Calculating the percentage difference

This may be more of a semantics issue than a math question, but I want to make sure.

How does one calculate the percentage difference between two numbers? I looked at a few math websites and I get different answers. Some calculate the percentage increase, and others the percentage decrease.

If I was given a task to calculate the percentage difference between sets of two numbers, how would I go about giving the corrects figures?

For example, if my first numbers were comparing 5 and 10, there is a 100% increase from 5 to 10, but a 50% decrease from 10 to 5.

Is there a commonly accepted way to compare the difference in % between two numbers that doesn’t involve knowing if there was an increase or decrease?

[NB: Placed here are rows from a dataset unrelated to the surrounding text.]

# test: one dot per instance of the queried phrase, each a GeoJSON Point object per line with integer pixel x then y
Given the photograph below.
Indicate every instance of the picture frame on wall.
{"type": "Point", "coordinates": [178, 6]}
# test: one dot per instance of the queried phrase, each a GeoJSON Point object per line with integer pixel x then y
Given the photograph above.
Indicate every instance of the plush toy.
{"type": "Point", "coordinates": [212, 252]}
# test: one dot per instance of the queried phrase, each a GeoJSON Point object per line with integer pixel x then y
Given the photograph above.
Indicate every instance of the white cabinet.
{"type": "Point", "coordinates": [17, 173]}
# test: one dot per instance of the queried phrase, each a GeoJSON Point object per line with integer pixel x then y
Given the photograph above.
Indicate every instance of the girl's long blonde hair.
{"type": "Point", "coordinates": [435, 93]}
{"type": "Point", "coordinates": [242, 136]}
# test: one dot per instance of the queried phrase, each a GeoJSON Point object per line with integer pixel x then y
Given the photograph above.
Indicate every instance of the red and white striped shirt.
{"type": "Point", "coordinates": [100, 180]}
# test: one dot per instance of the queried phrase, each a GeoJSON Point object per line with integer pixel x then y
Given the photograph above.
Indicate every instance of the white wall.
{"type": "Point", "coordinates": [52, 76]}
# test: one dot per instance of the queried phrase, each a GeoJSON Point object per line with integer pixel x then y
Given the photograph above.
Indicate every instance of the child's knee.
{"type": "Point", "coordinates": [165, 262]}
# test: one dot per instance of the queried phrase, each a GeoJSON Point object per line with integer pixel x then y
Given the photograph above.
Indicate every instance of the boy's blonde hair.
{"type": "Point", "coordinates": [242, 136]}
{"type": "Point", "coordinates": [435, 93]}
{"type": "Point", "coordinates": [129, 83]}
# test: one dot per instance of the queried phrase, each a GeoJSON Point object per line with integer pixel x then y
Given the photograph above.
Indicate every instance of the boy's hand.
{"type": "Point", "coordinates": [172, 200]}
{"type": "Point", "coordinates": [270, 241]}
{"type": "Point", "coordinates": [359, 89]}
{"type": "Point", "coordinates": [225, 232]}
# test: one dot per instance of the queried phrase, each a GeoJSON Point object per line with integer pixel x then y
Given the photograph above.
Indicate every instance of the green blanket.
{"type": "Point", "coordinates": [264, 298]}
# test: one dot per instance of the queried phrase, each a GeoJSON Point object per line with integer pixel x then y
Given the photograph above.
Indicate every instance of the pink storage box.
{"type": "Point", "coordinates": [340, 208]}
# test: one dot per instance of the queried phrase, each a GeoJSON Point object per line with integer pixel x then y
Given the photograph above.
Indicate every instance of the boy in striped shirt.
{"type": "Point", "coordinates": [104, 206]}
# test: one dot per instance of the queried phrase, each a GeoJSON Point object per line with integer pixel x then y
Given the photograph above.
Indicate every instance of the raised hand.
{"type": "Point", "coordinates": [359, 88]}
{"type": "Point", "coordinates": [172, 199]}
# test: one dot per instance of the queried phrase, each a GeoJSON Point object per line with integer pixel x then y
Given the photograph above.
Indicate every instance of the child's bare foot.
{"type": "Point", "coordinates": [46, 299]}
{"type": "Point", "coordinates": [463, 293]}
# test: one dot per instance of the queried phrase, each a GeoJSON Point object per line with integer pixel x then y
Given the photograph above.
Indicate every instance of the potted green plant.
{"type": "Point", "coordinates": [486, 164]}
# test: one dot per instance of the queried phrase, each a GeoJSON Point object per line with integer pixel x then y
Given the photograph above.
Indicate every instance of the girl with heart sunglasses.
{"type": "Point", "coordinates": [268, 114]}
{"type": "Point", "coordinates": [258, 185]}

That’s just the nature of the beast. It comes up in retail with margins and markup. If a product retails for $10 and costs $5 wholesale it sells at a 50% margin and is a 100% markup.

Just make sure that you use the write words to describe the numbers. For example, if gas is $2.50 now and was $2.00 last year you can say either gas was 20% cheaper last year or the gas price increased 25% this year over last.

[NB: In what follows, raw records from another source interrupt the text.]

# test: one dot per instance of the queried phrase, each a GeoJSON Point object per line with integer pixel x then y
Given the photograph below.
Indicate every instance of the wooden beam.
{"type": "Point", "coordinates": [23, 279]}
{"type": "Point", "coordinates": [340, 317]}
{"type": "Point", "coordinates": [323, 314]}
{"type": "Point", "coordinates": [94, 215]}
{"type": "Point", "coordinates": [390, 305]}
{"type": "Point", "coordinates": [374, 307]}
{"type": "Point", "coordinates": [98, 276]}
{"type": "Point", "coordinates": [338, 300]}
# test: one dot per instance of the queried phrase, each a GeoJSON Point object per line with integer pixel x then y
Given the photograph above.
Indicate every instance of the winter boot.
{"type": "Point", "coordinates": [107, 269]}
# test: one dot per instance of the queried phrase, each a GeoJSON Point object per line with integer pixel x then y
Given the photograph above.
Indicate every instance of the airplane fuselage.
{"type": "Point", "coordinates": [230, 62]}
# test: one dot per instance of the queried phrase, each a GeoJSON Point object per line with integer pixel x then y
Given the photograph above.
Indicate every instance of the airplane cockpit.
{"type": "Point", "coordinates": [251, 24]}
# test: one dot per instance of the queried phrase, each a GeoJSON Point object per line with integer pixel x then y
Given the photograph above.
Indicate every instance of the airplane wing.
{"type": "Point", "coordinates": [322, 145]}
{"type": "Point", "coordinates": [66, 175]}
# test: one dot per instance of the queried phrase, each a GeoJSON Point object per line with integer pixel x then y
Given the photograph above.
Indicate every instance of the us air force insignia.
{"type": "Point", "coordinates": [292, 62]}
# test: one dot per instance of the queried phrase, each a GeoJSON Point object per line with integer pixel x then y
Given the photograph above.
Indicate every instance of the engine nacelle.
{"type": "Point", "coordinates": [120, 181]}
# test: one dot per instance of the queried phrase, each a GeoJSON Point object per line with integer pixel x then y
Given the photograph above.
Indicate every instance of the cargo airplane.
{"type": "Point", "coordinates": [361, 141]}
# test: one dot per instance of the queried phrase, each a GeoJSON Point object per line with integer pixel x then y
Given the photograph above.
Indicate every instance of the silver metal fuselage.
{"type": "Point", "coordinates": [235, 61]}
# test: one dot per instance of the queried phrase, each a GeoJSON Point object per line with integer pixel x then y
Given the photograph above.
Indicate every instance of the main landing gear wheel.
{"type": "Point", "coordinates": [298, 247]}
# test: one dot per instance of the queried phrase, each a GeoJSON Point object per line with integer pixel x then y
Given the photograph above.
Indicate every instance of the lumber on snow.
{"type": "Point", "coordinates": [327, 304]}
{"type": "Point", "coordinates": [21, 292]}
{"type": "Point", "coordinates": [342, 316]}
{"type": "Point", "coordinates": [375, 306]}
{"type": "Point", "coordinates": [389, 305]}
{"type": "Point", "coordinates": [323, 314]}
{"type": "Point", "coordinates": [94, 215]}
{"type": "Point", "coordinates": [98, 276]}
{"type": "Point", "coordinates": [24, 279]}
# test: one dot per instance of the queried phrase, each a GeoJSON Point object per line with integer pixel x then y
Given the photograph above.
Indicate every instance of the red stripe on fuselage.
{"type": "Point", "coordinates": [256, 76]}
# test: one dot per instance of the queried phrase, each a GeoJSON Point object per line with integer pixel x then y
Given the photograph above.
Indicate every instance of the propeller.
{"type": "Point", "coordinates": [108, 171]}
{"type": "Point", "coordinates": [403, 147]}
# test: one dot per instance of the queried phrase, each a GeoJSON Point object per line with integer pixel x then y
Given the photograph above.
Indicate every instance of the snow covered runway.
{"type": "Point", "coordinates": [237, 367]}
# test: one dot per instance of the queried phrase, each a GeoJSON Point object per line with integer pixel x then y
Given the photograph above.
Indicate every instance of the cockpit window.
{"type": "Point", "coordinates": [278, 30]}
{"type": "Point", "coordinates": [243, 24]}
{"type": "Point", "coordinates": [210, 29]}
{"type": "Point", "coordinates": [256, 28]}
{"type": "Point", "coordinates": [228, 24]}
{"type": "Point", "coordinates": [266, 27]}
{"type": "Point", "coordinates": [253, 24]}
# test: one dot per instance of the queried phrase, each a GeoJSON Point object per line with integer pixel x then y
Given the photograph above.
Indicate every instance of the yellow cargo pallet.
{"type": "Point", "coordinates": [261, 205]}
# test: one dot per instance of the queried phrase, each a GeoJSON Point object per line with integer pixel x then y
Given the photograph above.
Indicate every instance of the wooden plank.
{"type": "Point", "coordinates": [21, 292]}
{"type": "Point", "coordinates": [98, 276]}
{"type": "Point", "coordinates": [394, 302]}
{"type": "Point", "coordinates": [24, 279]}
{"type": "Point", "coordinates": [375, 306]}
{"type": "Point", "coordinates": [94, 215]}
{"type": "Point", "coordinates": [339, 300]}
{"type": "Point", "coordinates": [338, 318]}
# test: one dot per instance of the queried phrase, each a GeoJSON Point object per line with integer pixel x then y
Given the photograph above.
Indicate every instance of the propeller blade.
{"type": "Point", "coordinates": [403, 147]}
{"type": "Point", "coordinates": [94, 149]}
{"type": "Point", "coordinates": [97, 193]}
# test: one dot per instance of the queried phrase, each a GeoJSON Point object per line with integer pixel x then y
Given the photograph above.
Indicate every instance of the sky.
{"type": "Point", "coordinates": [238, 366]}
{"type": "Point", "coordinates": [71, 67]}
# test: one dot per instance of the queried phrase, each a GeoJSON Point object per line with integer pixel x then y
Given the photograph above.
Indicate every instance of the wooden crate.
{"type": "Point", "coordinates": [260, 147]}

You have to establish the baseline, as it were, to which you will be comparing other things - otherwise comparison isn’t really meaningful. The moment you’ve done that, it becomes simple: either the first number is 100% more than the second (in which case the second number is the baseline) or the second number is 50% less than the first (in which case the baseline is the first number).

It all depends on how to want to present your data, and I’m not aware of any established way of doing it.

Indeed. :wink:

It’s not a question of increase or decrease, it’s a question of which number you’re taking the percentage of. Asking the percentage difference between 5 and 10 is meaningless. You have ask the percentage difference of what.

The difference between 5 and 10 is 5, right?
5 against a base of 5 is 100%, so from 5 to 10 is a 100% change. It also happens to be an increase.
5 against a base of 10 is 50%, so from 10 to 5 is a 50% change. It also happens to be a decrease.

Let me ask the question of the OP in a simpler way. Is 5 less than 10, or is 10 greater than 5?

Answer: both are true, it’s not either/or. But of the two ways of saying it, one makes more sense in the larger context of why you’re comparing them in the first place.

Once you know why, you’ll know which comparison to make & hence which percentage to calculate.

Always compare to the initial value or the true value (if you are doing an experiment). Never compare to the final value or the number you obtained as a result of experimentation.
If the price went up from $2.00 to $2.50, the percent difference would be 0.50/2.00.

And if you derive these numbers as part of your job the correct answer is which ever makes your boss look better. So in the same report you can say “sales are currently 20% higher than last year’s volumes” (dividing difference by past figure) and “bad debts were 33% higher last year” (dividing difference by present figure).

Just a note:

The problem noted in the OP can be avoided by using logarithmic scales for ratiometric comparisons.

The ratio between 5 Watts and 10 Watts is 3dB, or -3dB if you view it the other way. The sign tells you if there was an increase or decrease, and the number tells you the ratio between the two.